Clandestine nuclear weapons are an immediate threat to every country and every city in the world. A rogue nation with a nuclear weapon, or a terrorist group that acquires radiological material, could deliver it to a victim city via commercial shipping at low cost and low risk. Nuclear weapons are difficult to detect when shielded. Advanced radiation detectors are necessary to reveal such weapons among backgrounds and benign clutter. An urgent priority of the United States, and indeed of all countries, is the development of radiation detectors that both detect and localize clandestine nuclear material.
A signature of all nuclear and radiological weapons is radiation, principally gamma rays (“gammas”) and neutrons. Gamma rays are detected when they interact with matter via photoelectric absorption in which the gamma ray is absorbed and a photoelectron is emitted, Compton scattering which generates a Compton electron and a scattered gamma ray, or electron-positron pair production. In each case, the energetic electron (or positron, treated as an electron herein) can be detected in a charged-particle detector such as a scintillator, semiconductor, or gaseous ionization detector. Neutrons are usually classified according to energy as fast, intermediate, and slow. A fast or high-energy neutron, as used herein, has 100 keV to several MeV of energy. Fast neutrons can be detected by neutron-proton elastic scattering in which the recoil proton passes through a detector such as a scintillator. Slow or low-energy neutrons (1 eV or less, also called thermal or epithermal) can be detected by a capture reaction in a neutron-capture nuclide, usually 10B or 6Li, causing emission of prompt ions such as alpha and triton particles which can be detected in a scintillator or other ionization detector. Intermediate-energy neutrons can be moderated or decelerated by multiple elastic scattering in a hydrogenous material such as HDPE (high-density polyethylene) or PMMA (polymethylmethacrylate), and then detected as slow neutrons.

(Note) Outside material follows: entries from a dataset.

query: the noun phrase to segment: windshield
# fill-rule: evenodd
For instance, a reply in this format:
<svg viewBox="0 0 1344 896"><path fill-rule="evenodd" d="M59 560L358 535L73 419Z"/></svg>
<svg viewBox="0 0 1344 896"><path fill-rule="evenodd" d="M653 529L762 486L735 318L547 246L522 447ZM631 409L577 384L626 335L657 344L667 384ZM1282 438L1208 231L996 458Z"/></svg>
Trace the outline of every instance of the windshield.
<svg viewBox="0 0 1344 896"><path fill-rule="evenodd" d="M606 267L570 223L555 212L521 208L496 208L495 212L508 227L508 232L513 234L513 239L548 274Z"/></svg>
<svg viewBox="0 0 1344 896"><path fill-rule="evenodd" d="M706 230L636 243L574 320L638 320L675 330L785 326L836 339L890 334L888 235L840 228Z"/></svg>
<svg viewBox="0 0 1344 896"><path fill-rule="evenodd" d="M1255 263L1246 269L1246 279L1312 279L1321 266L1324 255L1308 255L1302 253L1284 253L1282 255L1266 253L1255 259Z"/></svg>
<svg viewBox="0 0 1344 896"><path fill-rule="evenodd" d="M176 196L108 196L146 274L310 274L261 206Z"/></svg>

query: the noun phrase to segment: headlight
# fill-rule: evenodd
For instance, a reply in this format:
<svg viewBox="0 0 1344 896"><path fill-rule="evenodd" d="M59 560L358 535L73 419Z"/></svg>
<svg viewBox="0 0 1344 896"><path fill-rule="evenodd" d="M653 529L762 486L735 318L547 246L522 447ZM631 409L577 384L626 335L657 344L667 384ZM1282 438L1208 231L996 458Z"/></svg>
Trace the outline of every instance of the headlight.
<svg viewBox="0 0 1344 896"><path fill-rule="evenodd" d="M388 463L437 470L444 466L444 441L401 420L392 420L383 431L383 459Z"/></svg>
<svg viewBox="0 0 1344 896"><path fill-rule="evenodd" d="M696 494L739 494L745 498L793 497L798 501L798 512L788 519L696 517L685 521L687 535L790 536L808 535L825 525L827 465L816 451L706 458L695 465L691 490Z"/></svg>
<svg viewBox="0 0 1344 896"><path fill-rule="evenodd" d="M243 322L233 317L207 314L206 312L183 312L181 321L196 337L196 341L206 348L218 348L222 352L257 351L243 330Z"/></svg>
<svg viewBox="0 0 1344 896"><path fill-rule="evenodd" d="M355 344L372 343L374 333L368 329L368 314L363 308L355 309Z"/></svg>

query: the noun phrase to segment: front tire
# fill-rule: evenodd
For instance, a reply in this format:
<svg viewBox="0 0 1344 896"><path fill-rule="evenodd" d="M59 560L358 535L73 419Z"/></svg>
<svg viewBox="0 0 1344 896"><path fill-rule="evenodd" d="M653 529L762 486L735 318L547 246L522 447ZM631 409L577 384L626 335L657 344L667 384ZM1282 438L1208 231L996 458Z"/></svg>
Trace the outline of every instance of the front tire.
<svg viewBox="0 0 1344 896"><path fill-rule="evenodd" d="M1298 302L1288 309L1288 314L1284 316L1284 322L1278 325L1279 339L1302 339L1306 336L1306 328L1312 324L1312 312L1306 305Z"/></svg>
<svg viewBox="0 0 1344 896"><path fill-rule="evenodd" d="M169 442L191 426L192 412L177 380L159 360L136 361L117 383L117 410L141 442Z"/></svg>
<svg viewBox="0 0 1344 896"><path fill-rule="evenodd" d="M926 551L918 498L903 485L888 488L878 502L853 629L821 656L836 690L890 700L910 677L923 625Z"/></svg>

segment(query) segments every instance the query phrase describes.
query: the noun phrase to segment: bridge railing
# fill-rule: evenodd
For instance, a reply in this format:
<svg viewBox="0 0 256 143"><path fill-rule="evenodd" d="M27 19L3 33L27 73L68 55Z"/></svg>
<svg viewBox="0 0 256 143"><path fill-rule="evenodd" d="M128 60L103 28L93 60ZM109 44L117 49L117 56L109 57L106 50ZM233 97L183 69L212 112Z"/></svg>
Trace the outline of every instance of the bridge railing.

A directional detector that determines the location of a radiation source would be extremely helpful in detecting and localizing clandestine threats. Even a few gamma rays or neutrons coming from the same location could trigger an alarm. What is needed, then, is a gamma ray or neutron detector system that indicates the direction of the source, preferably with enough sensitivity to detect a shielded source from a single data set acquired at a single orientation. Preferably such a detector system would be compact, fast, efficient, easy to build, easy to use, and low in cost.